Il suffit d’opposer une résistance pour se faire abattre. Ils tuent sans raison apparente, même après avoir tout pris. Ce sont eux qui dictent la loi, sous le regard impuissant des autorités.

L’absence inquiétante de l’État

Dans un pays où le chômage bat des records, le métier de cambiste est devenu pour beaucoup de Kinois un moyen de subsistance. Mais l’État congolais, débordé par les multiples crises qui rongent le pays, semble complètement dépassé. Incapable d’assurer la sécurité de ses citoyens, il laisse le champ libre à ces criminels sans scrupule, qui ôtent des vies sans ciller.

Les braqueurs opèrent à toute heure : matin, midi ou soir, et parfois à visage découvert, se déplaçant à moto pour mieux échapper aux rares interventions policières.

Aucune commune n’est épargnée

De Bandal à Lingwala, en passant par Kasa-Vubu, Bumbu, Kalamu ou encore Ngaliema, les actes criminels se multiplient, parfois même en plein jour, instaurant un climat de peur généralisée.

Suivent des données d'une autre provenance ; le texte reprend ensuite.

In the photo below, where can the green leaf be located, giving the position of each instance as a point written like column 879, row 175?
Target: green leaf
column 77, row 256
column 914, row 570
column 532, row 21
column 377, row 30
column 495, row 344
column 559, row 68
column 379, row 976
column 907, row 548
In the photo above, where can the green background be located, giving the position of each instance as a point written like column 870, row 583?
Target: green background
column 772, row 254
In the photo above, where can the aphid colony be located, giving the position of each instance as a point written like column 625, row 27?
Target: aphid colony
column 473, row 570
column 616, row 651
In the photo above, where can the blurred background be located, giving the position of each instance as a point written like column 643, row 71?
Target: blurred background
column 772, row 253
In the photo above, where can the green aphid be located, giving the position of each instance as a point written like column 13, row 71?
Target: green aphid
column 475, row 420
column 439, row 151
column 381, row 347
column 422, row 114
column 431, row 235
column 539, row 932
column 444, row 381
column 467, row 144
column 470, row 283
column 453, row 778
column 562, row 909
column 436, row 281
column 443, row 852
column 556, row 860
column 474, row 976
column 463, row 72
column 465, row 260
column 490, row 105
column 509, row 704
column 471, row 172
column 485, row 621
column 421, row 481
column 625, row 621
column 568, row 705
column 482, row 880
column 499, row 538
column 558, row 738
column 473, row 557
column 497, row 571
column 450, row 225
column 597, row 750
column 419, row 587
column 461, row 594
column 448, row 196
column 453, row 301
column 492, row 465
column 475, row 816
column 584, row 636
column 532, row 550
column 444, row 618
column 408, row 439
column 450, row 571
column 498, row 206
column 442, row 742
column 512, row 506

Il y a deux mois, à Matete, une tentative de braquage dans un supermarché a viré au drame : un policier a été tué, plusieurs personnes blessées. Les images captées par les caméras de surveillance ont choqué l’opinion publique, poussant la population à exiger des mesures concrètes de la part des autorités locales.

À Bumbu, un jeune homme plein d’avenir a été froidement assassiné devant la prison centrale de Makala, à la fin du mois dernier, laissant derrière lui projets et espoirs. Les cas de meurtres sont fréquents. À Bandal, au tout début de l’année, un cambiste quadragénaire a été abattu en plein jour par un groupe armé.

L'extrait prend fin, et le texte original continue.